This content originally appeared on Telerik Blogs and was authored by Sam Basu
Welcome to the Sands of MAUI—newsletter-style issues dedicated to bringing together the latest .NET MAUI content relevant to developers.
A particle of sand—tiny and innocuous. But put a lot of sand particles together and we have something big—a force to reckon with. It is the smallest grains of sand that often add up to form massive beaches, dunes and deserts.
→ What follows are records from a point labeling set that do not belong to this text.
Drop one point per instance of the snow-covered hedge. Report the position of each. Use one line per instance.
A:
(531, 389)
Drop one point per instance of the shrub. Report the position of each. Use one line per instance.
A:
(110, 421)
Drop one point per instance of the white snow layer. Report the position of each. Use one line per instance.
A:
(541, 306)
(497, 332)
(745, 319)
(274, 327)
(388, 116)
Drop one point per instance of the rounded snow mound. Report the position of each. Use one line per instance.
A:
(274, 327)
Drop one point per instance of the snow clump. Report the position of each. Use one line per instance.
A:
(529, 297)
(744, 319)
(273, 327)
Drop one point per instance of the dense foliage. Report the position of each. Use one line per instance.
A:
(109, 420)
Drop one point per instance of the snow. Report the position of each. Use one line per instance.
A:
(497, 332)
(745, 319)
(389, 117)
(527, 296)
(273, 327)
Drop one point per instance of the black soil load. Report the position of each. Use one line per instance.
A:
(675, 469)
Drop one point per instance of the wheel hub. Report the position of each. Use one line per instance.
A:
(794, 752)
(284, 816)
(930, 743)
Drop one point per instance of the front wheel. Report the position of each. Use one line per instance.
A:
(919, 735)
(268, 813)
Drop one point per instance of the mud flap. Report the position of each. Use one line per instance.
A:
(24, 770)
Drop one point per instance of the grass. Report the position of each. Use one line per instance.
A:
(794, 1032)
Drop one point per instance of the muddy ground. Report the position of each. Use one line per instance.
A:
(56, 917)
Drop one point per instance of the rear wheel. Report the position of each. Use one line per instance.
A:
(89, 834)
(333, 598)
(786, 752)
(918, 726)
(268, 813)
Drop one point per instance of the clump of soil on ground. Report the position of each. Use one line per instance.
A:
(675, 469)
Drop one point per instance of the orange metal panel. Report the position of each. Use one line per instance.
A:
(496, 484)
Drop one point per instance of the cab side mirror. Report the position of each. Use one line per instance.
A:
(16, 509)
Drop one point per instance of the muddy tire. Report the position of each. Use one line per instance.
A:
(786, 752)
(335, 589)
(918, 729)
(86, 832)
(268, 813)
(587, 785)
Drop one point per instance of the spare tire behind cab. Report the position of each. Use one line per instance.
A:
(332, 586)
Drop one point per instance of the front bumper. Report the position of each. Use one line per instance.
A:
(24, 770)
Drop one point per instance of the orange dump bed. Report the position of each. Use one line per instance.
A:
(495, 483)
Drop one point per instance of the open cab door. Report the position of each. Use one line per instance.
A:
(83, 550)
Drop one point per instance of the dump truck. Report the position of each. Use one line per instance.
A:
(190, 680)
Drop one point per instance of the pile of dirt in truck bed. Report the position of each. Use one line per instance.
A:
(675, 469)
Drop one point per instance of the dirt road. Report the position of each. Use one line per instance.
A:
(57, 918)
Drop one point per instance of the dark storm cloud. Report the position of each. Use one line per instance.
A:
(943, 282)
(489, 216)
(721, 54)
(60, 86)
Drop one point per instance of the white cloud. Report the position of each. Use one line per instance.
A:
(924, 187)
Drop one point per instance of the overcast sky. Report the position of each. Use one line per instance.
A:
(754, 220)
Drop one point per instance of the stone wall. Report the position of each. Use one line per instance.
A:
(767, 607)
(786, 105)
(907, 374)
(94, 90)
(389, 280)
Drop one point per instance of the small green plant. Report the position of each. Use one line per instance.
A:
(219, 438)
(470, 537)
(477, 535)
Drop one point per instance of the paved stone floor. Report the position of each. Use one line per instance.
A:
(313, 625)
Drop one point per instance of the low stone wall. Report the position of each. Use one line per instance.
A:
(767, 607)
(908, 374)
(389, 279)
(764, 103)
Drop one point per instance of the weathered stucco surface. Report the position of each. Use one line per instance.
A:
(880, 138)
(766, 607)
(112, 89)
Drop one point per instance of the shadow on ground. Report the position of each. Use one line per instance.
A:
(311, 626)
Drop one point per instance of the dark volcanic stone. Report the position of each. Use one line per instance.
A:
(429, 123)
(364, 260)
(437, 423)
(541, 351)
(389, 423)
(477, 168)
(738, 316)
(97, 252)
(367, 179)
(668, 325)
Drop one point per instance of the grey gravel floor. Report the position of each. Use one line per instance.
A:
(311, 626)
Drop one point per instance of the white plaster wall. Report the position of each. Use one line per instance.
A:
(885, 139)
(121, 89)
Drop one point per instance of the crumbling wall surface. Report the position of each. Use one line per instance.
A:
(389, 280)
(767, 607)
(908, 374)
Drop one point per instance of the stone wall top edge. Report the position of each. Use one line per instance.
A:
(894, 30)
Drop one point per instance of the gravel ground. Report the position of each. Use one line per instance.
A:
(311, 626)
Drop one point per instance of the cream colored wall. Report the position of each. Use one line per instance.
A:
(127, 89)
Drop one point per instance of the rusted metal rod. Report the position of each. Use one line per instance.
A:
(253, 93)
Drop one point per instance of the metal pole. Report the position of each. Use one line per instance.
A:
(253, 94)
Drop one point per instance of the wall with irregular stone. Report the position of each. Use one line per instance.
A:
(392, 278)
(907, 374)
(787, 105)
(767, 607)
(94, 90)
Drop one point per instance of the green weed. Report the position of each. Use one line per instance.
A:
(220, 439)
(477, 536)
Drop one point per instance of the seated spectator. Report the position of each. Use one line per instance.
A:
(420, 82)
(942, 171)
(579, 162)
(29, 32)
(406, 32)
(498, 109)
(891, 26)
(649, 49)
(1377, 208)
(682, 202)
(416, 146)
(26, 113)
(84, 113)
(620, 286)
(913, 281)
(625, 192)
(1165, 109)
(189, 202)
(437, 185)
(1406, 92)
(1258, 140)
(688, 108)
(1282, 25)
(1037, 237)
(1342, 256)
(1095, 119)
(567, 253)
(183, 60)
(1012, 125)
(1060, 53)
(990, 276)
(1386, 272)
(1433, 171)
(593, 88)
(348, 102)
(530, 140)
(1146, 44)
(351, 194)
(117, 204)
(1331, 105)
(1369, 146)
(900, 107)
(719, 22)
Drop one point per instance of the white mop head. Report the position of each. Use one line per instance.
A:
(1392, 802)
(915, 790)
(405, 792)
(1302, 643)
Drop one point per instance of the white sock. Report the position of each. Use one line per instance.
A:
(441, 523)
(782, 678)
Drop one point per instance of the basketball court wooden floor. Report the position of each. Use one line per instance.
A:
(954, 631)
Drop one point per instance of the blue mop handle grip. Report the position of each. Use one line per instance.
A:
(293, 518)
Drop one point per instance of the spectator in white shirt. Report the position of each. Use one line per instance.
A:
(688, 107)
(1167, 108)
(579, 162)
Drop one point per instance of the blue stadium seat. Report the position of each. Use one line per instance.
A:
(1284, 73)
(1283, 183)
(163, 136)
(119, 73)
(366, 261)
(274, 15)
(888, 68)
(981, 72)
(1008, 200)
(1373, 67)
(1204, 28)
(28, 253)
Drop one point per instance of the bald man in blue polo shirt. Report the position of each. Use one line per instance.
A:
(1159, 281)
.NET developers are excited with the reality of .NET Multi-platform App UI (.NET MAUI)—the evolution of modern .NET cross-platform developer technology stack. With stable tooling and a rich ecosystem, .NET MAUI empowers developers to build native cross-platform apps for mobile/desktop from single shared codebase, while inviting web technologies in the mix.
While it may take a long flight to reach the sands of MAUI island, developer excitement around .NET MAUI is quite palpable with all the created content. Like the grains of sand, every piece of news/article/documentation/video/tutorial/livestream contributes toward developer experiences in .NET MAUI and we grow a community/ecosystem willing to learn & help.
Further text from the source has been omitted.